Knowledge of common and uncommon thoracic pathologic conditions in
children with acquired immunodeficiency syndrome (AIDS) can expedite disease
management. Chest radiography, computed tomography (CT), and magnetic resonance
(MR) imaging are useful in cases involving possible complications of thoracic
AIDS. Lymphocytic interstitial pneumonitis (LIP) is generally seen on plain
radiographs and CT scans as a diffuse, symmetric, reticulonodular or nodular
pattern, occasionally associated with mediastinal or hilar adenopathy.
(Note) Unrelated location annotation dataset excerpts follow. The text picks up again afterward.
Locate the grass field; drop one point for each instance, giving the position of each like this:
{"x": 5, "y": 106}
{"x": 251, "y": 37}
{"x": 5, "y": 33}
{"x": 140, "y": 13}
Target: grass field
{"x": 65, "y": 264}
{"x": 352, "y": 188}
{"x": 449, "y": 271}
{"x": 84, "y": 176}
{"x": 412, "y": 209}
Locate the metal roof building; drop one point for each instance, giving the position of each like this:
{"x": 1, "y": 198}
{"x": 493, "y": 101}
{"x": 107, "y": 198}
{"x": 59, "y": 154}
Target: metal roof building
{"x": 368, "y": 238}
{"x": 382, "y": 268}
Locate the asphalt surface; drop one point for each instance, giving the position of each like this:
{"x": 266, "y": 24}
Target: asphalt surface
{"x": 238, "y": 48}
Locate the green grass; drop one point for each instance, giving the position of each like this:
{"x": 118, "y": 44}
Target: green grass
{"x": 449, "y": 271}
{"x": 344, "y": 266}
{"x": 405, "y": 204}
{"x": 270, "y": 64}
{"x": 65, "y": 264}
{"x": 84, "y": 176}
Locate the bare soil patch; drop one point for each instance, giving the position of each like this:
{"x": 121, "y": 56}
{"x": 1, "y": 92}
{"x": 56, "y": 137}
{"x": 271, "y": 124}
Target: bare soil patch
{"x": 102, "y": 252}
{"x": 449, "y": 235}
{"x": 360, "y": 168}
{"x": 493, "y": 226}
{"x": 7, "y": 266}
Chronic consolidations and bronchiectasis may be observed in pediatric
AIDS patients with no evidence of previous LIP. Bacterial pneumonia, a
frequent initial manifestation of AIDS, appears as lobar or segmental consolidations
on radiographs. Radiographic findings of Pneumocystis carinii pneumonia,
the most common infection, include rapidly progressive increased air-space
opacity with air bronchograms. Lymphoma often appears as a mediastinal
or hilar mass, often without involvement of the lung parenchyma. Thoracic
smooth muscle tumors have also been observed in children with AIDS. Multilocular
thymic cysts have low attenuation on CT scans and increased signal intensity
on T2-weighted MR images. Most pediatric AIDS patients with cardiac disease
have cardiomegaly, often associated with pulmonary edema, at chest radiography.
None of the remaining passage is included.